For the first few miles there were villagers, but after that a
long tract of jungle, inhabited chiefly by antelopes and
rhinoceros. It was wilder in appearance than most parts of
Unyamuezi. In this
jungle a tributary nullah to the Gombe, called Nurhungure, is the
boundary-line between the great Country of the Moon and the
kingdom of Uzinza.
Chapter VI
Uzinza
The Politics of Uzinza - The Wahuma - "The Pig's" Trick - First
Taste of Usui Taxation - Pillaged by Mfumbi - Pillaged by Makaka -
Pillaged by Lumeresi - Grant Stripped by M'Yonga - Stripped Again
by Ruhe - Terrors and Defections in the Camp - Driven back to Kaze
with new Tribulations and Impediments.
Uzinza, which we now entered, is ruled by two Wahuma chieftains
of foreign blood, descended from the Abyssinian stock, of whom we
saw specimens scattered all over Unyamuezi, and who extended even
down south as far as Fipa. Travellers see very little, however,
of these Wahuma, because, being pastorals, they roam about with
their flocks and build huts as far away as they can from
cultivation. Most of the small district chiefs, too, are the
descendants of those who ruled in the same places before the
country was invaded, and with them travellers put up and have
their dealings. The dress of the Wahuma is very simple, composed
chiefly of cow-hide tanned black - a few magic ornaments and
charms, brass or copper bracelets, and immense number of sambo
for stockings, which looked very awkward on their long legs.
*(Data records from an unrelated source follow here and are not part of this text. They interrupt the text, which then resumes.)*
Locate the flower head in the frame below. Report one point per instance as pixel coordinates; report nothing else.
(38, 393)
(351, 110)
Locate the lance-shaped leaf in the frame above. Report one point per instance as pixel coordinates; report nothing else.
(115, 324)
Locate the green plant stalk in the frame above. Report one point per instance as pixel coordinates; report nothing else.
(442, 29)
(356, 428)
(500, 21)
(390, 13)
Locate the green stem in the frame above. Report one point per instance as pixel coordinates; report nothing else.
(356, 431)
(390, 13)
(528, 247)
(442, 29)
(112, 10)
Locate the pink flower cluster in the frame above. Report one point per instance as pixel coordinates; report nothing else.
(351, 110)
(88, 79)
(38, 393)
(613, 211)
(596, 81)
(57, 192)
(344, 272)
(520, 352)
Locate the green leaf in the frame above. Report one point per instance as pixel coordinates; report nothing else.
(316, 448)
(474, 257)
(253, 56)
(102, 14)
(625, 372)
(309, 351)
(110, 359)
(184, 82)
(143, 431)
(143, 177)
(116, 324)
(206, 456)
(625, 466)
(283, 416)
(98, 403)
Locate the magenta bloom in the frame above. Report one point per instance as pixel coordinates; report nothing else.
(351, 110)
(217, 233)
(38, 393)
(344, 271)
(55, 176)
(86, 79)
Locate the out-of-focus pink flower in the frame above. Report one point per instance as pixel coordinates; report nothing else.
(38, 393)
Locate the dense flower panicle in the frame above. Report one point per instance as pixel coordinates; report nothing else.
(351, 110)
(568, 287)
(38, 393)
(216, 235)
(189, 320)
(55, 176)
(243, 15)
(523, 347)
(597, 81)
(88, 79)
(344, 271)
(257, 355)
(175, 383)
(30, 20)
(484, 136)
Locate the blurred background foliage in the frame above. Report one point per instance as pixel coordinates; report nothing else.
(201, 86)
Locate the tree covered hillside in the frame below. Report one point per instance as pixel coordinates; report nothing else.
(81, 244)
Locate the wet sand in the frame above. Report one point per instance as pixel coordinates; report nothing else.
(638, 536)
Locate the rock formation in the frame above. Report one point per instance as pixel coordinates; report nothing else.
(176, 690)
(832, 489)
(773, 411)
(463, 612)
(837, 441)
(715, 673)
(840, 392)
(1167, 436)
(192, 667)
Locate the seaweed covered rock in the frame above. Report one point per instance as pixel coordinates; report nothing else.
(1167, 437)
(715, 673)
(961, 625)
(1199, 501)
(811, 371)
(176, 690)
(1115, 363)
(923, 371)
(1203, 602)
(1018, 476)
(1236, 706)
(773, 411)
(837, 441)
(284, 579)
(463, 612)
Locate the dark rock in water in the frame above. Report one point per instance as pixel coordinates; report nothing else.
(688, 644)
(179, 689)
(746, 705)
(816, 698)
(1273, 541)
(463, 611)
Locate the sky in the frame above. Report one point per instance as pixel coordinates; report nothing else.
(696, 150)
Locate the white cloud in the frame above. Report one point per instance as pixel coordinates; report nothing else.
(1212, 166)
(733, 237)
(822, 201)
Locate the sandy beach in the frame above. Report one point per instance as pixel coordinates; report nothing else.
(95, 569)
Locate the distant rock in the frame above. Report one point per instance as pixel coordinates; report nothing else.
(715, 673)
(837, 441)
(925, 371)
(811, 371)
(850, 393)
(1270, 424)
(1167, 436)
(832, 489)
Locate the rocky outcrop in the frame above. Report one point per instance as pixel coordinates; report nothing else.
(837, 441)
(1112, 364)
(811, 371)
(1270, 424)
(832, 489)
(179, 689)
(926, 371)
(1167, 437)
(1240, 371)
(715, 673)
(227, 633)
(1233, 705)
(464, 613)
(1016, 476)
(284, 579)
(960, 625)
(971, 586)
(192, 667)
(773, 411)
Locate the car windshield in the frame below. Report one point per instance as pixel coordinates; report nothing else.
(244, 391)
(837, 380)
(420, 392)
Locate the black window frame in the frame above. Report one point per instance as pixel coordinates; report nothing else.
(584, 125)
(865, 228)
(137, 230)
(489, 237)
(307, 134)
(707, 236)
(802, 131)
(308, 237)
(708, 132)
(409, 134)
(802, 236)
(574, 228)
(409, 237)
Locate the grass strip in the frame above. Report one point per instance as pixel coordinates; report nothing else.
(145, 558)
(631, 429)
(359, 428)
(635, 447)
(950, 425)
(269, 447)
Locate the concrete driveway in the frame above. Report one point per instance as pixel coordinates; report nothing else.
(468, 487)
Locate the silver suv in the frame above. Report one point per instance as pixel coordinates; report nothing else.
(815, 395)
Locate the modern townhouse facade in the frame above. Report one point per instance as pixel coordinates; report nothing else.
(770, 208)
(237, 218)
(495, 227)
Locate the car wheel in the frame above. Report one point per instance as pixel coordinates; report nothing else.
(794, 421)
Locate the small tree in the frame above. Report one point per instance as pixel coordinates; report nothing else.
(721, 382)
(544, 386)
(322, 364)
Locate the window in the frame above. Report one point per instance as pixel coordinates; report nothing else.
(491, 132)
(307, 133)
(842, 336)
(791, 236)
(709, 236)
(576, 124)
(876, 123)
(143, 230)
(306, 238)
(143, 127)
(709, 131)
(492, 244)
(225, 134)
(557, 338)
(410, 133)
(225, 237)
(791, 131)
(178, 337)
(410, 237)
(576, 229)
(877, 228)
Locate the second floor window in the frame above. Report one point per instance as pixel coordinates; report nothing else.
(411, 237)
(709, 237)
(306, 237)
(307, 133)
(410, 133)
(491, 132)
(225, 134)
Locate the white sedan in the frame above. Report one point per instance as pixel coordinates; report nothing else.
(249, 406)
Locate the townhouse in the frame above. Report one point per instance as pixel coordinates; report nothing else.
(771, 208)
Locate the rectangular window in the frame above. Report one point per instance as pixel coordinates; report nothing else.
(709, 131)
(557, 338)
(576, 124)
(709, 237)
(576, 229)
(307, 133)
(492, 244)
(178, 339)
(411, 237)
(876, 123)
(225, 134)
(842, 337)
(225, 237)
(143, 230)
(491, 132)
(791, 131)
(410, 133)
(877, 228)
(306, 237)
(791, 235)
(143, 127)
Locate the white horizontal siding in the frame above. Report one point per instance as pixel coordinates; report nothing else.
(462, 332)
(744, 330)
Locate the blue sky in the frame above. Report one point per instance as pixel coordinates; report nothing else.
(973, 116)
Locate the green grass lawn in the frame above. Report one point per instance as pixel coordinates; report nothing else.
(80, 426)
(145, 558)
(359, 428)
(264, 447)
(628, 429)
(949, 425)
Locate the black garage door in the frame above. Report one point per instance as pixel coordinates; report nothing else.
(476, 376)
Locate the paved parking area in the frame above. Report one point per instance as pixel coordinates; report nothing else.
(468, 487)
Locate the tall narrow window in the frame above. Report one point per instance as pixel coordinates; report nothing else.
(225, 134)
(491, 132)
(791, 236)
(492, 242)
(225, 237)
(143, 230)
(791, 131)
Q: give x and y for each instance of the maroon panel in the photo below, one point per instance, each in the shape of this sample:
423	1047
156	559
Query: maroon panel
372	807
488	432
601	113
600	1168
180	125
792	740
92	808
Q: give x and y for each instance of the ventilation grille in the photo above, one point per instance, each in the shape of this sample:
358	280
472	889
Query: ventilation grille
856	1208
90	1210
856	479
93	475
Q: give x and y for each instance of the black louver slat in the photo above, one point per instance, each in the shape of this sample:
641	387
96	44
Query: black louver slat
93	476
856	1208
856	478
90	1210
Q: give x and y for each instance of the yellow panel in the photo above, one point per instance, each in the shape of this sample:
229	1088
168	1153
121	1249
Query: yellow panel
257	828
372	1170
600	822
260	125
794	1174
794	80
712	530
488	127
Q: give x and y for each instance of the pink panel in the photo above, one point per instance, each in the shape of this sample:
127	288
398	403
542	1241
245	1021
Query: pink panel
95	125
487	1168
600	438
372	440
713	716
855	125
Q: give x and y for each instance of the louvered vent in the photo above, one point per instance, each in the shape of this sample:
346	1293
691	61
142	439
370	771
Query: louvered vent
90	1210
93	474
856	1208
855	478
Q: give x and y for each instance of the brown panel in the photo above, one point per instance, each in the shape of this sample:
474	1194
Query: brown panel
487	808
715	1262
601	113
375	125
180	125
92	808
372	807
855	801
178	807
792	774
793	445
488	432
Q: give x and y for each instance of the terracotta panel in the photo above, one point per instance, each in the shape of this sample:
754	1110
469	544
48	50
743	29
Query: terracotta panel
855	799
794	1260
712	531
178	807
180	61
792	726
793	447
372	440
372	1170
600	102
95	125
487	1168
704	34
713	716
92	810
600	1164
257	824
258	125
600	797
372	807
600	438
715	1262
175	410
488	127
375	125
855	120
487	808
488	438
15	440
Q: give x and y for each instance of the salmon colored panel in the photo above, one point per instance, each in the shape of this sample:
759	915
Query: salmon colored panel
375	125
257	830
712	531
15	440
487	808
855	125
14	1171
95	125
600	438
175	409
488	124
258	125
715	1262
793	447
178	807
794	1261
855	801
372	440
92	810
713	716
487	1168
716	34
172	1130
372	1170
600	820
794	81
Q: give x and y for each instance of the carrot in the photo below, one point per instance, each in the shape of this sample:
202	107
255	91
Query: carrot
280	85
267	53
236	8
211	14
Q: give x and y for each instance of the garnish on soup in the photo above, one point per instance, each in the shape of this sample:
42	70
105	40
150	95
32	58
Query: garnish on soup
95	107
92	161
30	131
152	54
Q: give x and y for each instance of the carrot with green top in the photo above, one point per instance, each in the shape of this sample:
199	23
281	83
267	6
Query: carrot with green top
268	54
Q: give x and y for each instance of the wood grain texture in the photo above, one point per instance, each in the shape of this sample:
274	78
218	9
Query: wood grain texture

They smear themselves with rancid butter instead of macassar, and
are, in consequence, very offensive to all but the negro, who
seems, rather than otherwise, to enjoy a good sharp nose tickler.
For arms they carry both bow and spear; more generally the
latter. The Wazinza in the southern parts are so much like the
Wanyamuezi, as not to require any especial notice; but in the
north, where the country is more hilly, they are much more
energetic and actively built. All alike live in grass-hut
villages, fenced round by bomas in the south, but open in the
north. Their country rises in high rolls, increasing in altitude
as it approaches the Mountains of the Moon, and is generally well
cultivated, being subjected to more of the periodical rains than
the regions we have left, though springs are not so abundant, I
believe, as they are in the Land of the Moon, where they ooze out
by the flanks of the little granitic hills.